Abstract

Breast cancer is the second leading cause of disease death in women, after lung and bronchus cancer. According to measurements, mammography misses breast cancer in 10% to 15% of cases for women aged 50 to 69 years. In the current study, we used the Wisconsin breast cancer dataset to develop a two-stage model for breast cancer diagnosis. The main goal of this study effort is to effectively carry out feature selection and classification tasks. Gradient Boosting Decision Tree-based Mayfly Optimisation (GBDTMO), an innovative and efficient breast cancer diagnostic machine learning system, is provided. In the second stage, we employ a Mayfly search to determine which subset of traits is the best.
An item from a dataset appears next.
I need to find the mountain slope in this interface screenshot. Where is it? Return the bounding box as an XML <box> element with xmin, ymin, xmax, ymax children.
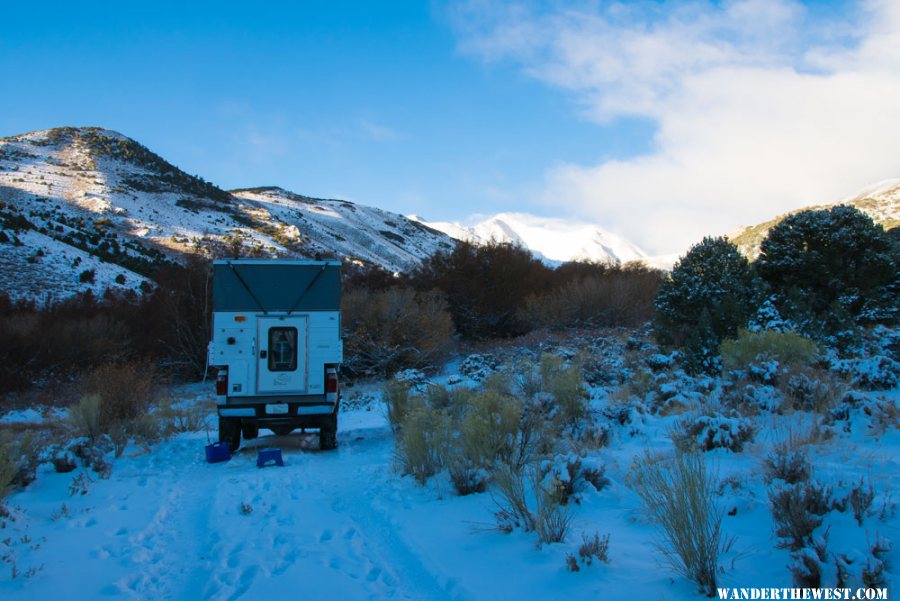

Two more well-known datasets on breast cancer, the ICCR and the Cancer Corpus, were also compared for classification accuracy. The accuracy of the suggested GBDTMO model was higher than that of the existing GBDT and Practical Federated Gradient Boosting Decision Tree (PFGBDT), which had accuracy values of 93.25% and 94.25%, respectively. Similarly, the recall, F-measure, and ROC area values were 98.52%, 97.52%, and 96.32%, respectively. Furthermore, it demonstrated a lower RMSE of 0.98 than the existing GBDT and PFGBDT.